On Sunday, August 18, 2002, at 02:47 PM, Peter Krajcik wrote:

Now, I'm a little bit disoriented:

- Virtual destination in my app seems to be a "port" where other application
can send data - it is a MIDI in of my app.
- Virtual source in my app seems to be a "port" from where other application
can recieve data - it is a MIDI output of my app.

Yes.

If this is a true, why I need to use MIDIReceived() if I need to send out
data to my "virtual output port" -> my Virtual source ?

Normally MIDI sources are owned by a driver, and are related to actual hardware. The driver for that hardware calls MIDIReceived() when it gets MIDI data from the hardware.

The signal flow is the same for virtual sources, even though there is no actual hardware involved. So I think the CoreMIDI engineers decided that they could just use MIDIReceived() in exactly the same way.

The problem is that the situation isn't *exactly* the same, because hardware drivers just want to set the timestamp of the events and pass them on as soon as possible, but applications with virtual sources actually want the events to be scheduled to be sent in the future. (That is: hardware drivers will set the events' timestamps to some time in the past, but applications will generally set the events' timestamps to some time in the future. The current behavior--passing on the events immediately--is correct for the first case, but not the second case.)

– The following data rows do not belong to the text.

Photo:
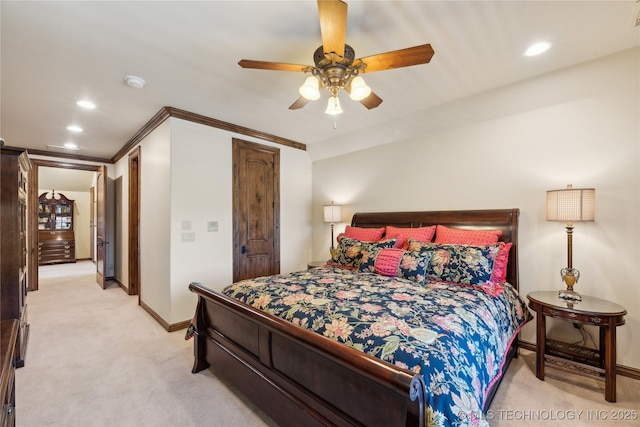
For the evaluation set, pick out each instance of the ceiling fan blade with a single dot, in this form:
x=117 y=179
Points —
x=371 y=101
x=398 y=58
x=333 y=26
x=276 y=66
x=300 y=102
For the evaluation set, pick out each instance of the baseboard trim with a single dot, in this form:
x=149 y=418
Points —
x=626 y=371
x=165 y=325
x=122 y=285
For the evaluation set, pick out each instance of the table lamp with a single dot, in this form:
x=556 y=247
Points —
x=332 y=214
x=571 y=205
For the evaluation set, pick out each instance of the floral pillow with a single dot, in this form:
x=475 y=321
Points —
x=461 y=264
x=350 y=252
x=423 y=234
x=364 y=234
x=397 y=263
x=466 y=237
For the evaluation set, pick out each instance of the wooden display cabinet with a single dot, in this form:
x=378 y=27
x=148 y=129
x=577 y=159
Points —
x=56 y=239
x=14 y=281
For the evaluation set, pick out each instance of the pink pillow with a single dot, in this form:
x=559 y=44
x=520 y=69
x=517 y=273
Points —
x=499 y=274
x=388 y=262
x=421 y=234
x=364 y=234
x=458 y=236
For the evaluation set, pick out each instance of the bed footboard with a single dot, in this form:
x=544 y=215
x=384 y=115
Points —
x=297 y=377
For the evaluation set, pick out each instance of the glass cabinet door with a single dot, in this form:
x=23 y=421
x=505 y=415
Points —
x=55 y=212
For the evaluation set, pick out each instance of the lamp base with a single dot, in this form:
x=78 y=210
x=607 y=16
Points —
x=570 y=295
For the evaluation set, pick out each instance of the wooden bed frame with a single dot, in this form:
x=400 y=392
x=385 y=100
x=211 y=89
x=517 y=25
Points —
x=298 y=377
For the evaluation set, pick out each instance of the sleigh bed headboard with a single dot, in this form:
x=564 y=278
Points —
x=505 y=220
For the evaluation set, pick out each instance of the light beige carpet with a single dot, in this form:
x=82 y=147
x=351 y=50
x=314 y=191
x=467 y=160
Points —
x=95 y=358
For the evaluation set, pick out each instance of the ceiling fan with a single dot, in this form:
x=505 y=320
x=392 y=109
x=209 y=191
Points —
x=337 y=68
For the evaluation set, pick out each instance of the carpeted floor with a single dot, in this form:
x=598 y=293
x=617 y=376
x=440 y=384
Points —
x=95 y=358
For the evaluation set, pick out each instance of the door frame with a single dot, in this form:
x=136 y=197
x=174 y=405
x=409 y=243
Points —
x=135 y=162
x=32 y=207
x=237 y=145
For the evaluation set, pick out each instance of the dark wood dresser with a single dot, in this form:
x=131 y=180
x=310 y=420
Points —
x=15 y=166
x=8 y=336
x=56 y=246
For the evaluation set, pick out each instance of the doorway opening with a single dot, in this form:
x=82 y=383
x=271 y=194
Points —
x=75 y=180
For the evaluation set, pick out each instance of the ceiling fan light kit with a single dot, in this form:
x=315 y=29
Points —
x=336 y=66
x=333 y=106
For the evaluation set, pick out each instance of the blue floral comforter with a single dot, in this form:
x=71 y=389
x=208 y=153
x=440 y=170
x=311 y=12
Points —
x=456 y=336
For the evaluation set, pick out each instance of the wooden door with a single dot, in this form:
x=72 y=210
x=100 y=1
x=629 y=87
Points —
x=101 y=226
x=256 y=210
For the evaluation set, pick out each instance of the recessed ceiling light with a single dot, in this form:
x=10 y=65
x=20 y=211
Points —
x=86 y=104
x=537 y=48
x=61 y=147
x=134 y=82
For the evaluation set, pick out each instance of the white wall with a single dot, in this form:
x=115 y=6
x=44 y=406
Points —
x=187 y=177
x=579 y=126
x=155 y=221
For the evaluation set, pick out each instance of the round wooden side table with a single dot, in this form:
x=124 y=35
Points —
x=574 y=358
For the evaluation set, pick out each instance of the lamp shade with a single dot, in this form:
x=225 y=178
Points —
x=571 y=204
x=332 y=213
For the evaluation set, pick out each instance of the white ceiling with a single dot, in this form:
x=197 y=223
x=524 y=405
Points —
x=62 y=179
x=56 y=52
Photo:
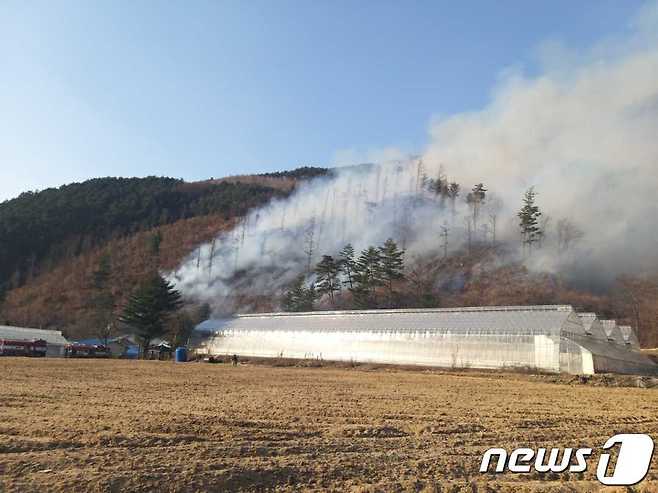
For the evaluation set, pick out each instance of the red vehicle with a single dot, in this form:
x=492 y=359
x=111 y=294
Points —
x=87 y=351
x=35 y=348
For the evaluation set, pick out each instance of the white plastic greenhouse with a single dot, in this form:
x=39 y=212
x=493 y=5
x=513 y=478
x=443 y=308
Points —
x=550 y=338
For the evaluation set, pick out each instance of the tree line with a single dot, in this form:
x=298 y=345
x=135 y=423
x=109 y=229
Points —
x=364 y=276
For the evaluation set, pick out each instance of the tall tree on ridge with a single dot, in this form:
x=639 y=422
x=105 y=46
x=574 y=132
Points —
x=529 y=220
x=347 y=264
x=367 y=278
x=391 y=265
x=149 y=307
x=328 y=281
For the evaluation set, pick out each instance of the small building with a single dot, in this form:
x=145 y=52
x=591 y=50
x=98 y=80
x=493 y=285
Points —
x=55 y=341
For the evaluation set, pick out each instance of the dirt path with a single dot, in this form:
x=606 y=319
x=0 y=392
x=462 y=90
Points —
x=153 y=426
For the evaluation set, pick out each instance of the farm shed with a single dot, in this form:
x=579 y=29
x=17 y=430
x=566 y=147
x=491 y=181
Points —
x=56 y=342
x=549 y=338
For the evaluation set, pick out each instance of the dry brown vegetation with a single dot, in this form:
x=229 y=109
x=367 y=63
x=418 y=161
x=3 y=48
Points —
x=60 y=297
x=76 y=425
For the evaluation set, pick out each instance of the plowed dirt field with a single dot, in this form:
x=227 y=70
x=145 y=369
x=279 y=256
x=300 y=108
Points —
x=108 y=425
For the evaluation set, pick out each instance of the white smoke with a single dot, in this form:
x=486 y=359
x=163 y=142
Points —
x=584 y=134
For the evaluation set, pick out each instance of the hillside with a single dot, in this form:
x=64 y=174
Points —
x=55 y=243
x=52 y=242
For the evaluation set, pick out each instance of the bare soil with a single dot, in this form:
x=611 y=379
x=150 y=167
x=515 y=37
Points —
x=108 y=425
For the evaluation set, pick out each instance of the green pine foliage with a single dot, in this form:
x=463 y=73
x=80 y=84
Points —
x=149 y=307
x=300 y=297
x=39 y=228
x=347 y=264
x=529 y=220
x=328 y=277
x=392 y=264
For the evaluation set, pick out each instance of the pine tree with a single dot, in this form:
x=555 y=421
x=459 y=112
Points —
x=347 y=264
x=391 y=264
x=529 y=220
x=453 y=193
x=299 y=298
x=328 y=281
x=367 y=278
x=149 y=307
x=475 y=199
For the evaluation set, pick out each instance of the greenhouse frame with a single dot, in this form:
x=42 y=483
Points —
x=551 y=338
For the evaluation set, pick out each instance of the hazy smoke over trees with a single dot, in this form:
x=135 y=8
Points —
x=583 y=133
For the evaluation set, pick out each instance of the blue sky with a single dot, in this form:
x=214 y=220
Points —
x=211 y=88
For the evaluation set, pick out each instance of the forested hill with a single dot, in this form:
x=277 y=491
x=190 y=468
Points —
x=40 y=229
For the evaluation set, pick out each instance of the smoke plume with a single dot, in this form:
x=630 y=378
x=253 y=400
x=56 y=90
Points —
x=584 y=133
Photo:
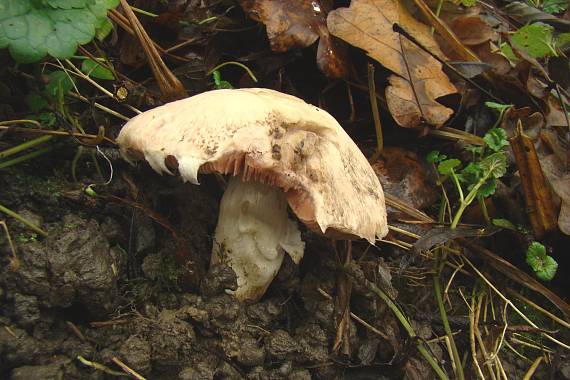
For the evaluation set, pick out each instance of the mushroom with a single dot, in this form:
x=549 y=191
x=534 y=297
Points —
x=279 y=151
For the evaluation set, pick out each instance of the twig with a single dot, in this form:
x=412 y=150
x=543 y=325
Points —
x=99 y=366
x=375 y=112
x=23 y=220
x=538 y=308
x=522 y=315
x=15 y=262
x=131 y=372
x=356 y=273
x=532 y=369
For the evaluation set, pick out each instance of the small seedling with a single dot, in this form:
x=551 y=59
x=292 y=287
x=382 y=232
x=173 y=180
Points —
x=538 y=40
x=477 y=177
x=218 y=82
x=544 y=266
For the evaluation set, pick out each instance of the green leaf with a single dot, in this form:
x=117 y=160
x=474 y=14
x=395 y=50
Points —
x=435 y=156
x=58 y=81
x=488 y=188
x=534 y=39
x=507 y=51
x=35 y=102
x=496 y=139
x=66 y=4
x=219 y=83
x=447 y=166
x=494 y=165
x=563 y=41
x=104 y=29
x=47 y=119
x=31 y=29
x=95 y=70
x=554 y=6
x=544 y=266
x=536 y=249
x=470 y=174
x=474 y=149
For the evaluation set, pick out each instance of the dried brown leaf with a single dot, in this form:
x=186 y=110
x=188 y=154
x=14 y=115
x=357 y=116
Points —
x=412 y=94
x=560 y=181
x=298 y=24
x=538 y=198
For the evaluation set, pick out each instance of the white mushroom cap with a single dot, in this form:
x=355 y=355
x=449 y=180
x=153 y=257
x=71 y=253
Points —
x=270 y=137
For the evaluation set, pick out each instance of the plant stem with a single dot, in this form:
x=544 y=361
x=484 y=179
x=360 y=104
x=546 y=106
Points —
x=22 y=220
x=355 y=272
x=236 y=64
x=447 y=328
x=21 y=147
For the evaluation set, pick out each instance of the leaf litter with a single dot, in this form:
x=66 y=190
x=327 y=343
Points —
x=476 y=186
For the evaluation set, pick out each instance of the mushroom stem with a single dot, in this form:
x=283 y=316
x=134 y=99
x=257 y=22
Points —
x=253 y=234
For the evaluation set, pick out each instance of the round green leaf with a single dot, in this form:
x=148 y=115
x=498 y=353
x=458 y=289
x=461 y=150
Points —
x=445 y=167
x=32 y=29
x=535 y=39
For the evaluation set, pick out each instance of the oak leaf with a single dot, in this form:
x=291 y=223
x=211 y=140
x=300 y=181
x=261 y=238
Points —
x=419 y=79
x=298 y=24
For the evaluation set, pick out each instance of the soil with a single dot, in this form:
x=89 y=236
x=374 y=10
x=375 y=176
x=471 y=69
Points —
x=103 y=285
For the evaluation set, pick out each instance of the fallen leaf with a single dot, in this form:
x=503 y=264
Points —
x=404 y=176
x=472 y=30
x=525 y=14
x=560 y=181
x=538 y=198
x=412 y=93
x=298 y=24
x=554 y=113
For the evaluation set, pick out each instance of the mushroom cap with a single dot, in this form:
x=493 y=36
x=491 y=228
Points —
x=274 y=138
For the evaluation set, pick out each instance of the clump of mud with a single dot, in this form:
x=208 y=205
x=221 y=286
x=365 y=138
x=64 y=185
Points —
x=101 y=288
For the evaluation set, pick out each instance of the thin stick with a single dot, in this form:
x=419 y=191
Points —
x=127 y=369
x=532 y=369
x=537 y=307
x=375 y=112
x=99 y=366
x=358 y=276
x=526 y=319
x=22 y=220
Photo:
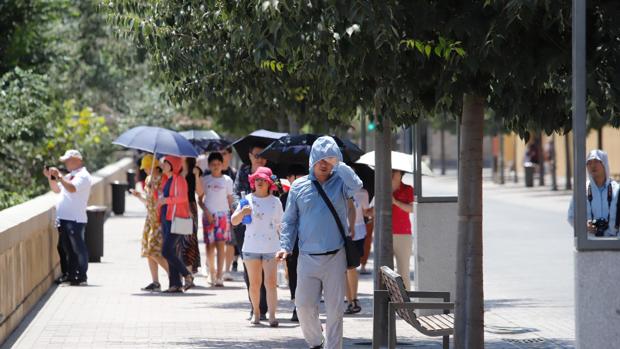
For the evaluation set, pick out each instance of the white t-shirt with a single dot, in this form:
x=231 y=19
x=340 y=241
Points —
x=262 y=235
x=217 y=190
x=360 y=199
x=72 y=206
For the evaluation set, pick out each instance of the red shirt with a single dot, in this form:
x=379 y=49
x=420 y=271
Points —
x=401 y=224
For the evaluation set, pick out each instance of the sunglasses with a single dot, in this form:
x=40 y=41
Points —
x=256 y=156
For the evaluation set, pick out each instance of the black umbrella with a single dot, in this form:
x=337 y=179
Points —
x=296 y=150
x=261 y=138
x=211 y=145
x=367 y=175
x=200 y=138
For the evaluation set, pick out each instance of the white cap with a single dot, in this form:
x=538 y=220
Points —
x=71 y=153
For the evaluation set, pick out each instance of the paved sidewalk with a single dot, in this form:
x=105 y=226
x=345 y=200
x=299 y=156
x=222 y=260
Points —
x=112 y=312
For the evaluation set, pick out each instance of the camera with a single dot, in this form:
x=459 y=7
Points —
x=601 y=226
x=48 y=168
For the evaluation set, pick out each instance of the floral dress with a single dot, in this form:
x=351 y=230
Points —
x=152 y=238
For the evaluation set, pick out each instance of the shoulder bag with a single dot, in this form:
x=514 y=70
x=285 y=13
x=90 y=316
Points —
x=181 y=226
x=353 y=256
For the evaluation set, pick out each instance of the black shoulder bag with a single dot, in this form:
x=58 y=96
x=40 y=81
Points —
x=353 y=257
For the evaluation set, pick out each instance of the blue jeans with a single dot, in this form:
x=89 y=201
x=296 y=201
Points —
x=169 y=251
x=71 y=240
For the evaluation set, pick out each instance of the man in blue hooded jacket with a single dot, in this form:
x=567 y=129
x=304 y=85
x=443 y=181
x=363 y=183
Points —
x=602 y=194
x=322 y=259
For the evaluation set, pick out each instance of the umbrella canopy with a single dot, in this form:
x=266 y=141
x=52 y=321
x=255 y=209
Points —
x=200 y=134
x=156 y=140
x=261 y=138
x=400 y=161
x=203 y=140
x=367 y=175
x=211 y=145
x=296 y=150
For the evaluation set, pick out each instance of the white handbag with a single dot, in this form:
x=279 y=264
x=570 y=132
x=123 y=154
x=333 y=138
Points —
x=181 y=226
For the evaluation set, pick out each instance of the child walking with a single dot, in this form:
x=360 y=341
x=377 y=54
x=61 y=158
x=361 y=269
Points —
x=217 y=189
x=262 y=241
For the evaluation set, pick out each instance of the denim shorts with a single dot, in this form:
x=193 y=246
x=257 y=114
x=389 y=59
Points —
x=259 y=256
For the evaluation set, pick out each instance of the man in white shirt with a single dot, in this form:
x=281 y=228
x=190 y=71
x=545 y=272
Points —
x=74 y=188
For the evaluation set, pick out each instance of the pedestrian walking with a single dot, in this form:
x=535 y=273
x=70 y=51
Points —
x=71 y=218
x=322 y=260
x=359 y=237
x=216 y=191
x=232 y=252
x=174 y=204
x=242 y=187
x=261 y=241
x=602 y=195
x=189 y=244
x=152 y=238
x=402 y=239
x=294 y=172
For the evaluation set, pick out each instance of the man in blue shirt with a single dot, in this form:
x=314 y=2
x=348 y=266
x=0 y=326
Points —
x=602 y=192
x=322 y=259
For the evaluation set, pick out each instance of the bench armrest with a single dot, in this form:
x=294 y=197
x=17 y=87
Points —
x=423 y=305
x=430 y=294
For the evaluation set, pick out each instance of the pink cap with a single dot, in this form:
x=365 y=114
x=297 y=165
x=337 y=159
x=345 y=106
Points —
x=263 y=173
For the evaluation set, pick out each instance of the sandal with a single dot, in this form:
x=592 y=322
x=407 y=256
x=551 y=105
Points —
x=356 y=306
x=174 y=289
x=189 y=282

I think I just need to call MIDISend(port, myVirtualSource, packetlist);

You can try it, but I'm pretty sure it won't work.

See the comments in MIDIServices.h:

"After creating a virtual source, use MIDIReceived to transmit MIDI messages from your virtual source to any clients connected to the virtual source."

"Clients which have created virtual sources, using MIDISourceCreate, should call this function [MIDIReceived] when the source is generating MIDI."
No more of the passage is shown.